An alarming new study shows that suicidality cuts across race, ethnicity, class, educational attainment and geography.
"When Kara Zivin was pregnant, she found herself facing a “perfect storm” of stressors. She was buried under a high-stakes work deadline, newly married and a new stepmom, and had decided to stop taking antidepressants because she hoped for a medication-free pregnancy.
Zivin is a public health researcher who teaches psychiatry and obstetrics and gynecology with the University of Michigan’s School of Public Health, but despite her background studying mental health, she began to spiral.
“Beginning in my first trimester and lasting after delivery, I battled terrible insomnia. Day blended into night and back into day,” Zivin wrote in a MedPage Today essay about her experience. She stopped eating and found herself getting lost while driving.
“One night in my eighth month of pregnancy, when I had convinced myself that my family would be better off without me, I swallowed handfuls of pills and crawled into bed, or so I thought,” Zivin wrote. “It turns out I went downstairs into the kitchen and collapsed. When my husband found me unresponsive, he called for help.”

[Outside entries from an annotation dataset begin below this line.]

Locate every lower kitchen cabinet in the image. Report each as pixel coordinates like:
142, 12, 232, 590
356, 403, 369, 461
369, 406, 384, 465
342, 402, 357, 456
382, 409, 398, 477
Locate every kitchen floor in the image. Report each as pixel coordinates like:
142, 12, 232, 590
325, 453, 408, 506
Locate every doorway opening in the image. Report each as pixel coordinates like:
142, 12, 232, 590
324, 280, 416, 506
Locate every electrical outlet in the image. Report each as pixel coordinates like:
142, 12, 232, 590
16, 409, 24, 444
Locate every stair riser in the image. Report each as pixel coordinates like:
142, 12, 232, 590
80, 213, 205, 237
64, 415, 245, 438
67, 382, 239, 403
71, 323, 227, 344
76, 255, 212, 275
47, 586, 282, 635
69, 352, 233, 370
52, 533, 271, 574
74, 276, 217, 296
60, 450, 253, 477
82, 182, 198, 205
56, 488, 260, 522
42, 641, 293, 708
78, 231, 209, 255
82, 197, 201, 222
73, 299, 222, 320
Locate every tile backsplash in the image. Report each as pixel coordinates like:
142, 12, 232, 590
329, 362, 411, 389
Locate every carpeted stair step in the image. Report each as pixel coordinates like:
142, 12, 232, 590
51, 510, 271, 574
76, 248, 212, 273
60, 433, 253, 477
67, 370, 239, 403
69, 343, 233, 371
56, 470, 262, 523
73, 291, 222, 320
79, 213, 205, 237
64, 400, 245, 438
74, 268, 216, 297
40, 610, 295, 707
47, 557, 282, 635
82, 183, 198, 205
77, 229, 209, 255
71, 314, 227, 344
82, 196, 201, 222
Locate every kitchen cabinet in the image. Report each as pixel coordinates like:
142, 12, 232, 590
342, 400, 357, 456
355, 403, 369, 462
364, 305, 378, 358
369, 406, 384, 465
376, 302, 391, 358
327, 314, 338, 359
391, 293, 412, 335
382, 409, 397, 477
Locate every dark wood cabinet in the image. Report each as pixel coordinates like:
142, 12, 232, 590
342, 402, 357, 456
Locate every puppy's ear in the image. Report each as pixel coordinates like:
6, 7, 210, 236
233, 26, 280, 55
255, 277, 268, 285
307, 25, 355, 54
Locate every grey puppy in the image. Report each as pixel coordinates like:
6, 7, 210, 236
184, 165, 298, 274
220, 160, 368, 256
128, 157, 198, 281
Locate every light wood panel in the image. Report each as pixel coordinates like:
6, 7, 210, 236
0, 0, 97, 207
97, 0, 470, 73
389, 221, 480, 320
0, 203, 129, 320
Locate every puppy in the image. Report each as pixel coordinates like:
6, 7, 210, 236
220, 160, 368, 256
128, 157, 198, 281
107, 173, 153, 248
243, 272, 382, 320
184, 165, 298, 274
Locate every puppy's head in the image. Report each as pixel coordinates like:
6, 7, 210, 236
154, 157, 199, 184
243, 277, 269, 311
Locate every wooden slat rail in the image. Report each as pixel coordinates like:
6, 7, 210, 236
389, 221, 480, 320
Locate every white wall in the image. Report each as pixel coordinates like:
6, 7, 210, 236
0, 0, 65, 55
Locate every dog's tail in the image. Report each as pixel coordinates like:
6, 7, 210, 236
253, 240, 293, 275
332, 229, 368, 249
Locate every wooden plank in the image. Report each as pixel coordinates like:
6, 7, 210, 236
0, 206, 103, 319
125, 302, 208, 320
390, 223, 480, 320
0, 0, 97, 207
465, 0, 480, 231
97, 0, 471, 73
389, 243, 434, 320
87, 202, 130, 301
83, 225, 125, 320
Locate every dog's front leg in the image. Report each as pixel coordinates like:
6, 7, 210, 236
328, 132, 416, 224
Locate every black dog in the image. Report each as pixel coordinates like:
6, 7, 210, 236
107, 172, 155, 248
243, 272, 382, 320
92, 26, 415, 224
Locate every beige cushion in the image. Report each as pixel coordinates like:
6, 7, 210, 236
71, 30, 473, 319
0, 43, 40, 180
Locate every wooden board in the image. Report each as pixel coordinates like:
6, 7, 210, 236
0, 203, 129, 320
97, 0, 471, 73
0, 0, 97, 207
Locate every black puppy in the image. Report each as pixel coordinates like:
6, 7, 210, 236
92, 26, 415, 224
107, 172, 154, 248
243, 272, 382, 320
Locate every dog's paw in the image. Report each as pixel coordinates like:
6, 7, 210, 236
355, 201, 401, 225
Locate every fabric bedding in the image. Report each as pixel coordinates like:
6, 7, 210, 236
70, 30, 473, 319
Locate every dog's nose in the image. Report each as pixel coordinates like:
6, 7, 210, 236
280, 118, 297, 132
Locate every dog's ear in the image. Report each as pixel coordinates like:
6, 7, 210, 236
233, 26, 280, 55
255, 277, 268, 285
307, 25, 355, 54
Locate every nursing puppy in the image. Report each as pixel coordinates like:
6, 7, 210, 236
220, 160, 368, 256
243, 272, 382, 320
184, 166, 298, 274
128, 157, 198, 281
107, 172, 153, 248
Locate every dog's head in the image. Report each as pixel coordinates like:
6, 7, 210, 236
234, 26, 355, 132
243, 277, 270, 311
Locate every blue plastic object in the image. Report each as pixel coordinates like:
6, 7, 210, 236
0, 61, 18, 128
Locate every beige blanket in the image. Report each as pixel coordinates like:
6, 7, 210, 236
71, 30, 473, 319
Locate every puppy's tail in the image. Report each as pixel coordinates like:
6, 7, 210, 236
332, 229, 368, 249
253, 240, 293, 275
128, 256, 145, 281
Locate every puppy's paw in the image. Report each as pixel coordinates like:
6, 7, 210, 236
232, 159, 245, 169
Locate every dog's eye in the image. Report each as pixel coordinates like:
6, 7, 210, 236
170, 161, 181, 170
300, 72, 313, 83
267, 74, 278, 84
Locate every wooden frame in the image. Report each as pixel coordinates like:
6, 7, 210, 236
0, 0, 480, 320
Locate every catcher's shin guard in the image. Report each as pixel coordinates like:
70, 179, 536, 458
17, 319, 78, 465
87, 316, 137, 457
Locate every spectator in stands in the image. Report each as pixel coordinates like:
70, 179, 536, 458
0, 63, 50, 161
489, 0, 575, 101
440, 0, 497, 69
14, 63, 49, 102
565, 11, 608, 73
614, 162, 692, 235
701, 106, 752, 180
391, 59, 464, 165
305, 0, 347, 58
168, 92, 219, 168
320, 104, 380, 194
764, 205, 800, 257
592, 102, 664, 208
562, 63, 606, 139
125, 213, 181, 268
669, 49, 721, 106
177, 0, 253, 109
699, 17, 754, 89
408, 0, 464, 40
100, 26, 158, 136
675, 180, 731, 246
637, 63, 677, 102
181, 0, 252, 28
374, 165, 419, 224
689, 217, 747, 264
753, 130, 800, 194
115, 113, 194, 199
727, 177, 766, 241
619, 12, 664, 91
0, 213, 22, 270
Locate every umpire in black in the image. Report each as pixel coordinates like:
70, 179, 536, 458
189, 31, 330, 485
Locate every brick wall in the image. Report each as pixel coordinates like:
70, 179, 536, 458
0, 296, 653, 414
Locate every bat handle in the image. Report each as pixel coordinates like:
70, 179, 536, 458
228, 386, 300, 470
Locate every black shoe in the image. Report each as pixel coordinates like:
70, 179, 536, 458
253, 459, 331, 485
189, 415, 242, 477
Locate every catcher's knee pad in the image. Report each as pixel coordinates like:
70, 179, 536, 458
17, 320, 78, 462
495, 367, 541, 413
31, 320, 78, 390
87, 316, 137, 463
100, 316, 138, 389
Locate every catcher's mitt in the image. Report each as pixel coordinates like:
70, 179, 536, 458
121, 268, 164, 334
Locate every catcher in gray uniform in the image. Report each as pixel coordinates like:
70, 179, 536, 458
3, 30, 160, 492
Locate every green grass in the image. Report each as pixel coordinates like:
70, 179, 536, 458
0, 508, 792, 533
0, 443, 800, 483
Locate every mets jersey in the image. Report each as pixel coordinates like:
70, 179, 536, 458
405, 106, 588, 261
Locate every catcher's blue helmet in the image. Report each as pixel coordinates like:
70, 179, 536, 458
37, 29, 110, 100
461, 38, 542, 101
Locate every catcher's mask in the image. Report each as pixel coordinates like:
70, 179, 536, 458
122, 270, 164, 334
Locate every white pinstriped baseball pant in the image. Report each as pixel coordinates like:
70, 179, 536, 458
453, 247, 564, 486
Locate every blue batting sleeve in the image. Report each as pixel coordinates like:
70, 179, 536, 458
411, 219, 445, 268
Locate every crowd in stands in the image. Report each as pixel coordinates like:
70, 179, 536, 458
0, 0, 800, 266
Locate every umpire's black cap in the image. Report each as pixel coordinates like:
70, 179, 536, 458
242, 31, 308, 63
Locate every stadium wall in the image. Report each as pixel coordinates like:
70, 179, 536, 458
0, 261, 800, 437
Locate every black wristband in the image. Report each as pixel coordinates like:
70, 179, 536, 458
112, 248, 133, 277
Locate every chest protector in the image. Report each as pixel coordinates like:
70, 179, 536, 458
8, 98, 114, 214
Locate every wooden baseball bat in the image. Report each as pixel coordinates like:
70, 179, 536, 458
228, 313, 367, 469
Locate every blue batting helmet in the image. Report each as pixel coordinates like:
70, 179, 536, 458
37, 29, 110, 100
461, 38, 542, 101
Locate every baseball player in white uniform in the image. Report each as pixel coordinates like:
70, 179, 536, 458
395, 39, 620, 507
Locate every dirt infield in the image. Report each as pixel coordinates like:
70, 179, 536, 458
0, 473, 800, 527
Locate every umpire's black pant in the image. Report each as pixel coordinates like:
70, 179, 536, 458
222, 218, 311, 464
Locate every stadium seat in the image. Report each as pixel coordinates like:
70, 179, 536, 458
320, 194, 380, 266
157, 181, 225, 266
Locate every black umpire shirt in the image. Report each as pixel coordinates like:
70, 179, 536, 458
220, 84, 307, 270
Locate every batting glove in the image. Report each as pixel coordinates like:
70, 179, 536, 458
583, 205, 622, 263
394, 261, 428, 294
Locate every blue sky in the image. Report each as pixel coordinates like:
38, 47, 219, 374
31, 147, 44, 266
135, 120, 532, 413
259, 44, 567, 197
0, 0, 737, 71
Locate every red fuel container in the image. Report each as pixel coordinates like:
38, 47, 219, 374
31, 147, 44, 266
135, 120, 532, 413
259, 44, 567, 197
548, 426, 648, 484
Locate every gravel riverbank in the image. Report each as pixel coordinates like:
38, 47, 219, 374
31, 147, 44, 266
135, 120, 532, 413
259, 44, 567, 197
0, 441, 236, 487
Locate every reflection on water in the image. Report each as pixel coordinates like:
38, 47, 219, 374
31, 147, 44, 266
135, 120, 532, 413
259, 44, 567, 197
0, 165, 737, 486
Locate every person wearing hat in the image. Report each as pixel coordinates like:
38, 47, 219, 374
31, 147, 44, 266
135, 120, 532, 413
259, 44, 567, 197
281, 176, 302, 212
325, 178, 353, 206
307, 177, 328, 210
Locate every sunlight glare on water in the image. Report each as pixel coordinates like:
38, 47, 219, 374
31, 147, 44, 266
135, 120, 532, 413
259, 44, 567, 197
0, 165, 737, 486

Zivin survived. She had a baby, who is now 9 years old. And she spends much of her professional life now working to lessen the stigma that continues to shroud perinatal mental illness and suicide, not only by sharing her personal experience but through academic research.
And now she is co-author of an alarming new study that suggests suicide “near misses” during pregnancy and after childbirth, like her own, are on the rise.
The research, published in the journal JAMA Psychiatry last week, used hospital billing records from nearly 600,000 women who delivered babies between 2006 and 2017 across the United States."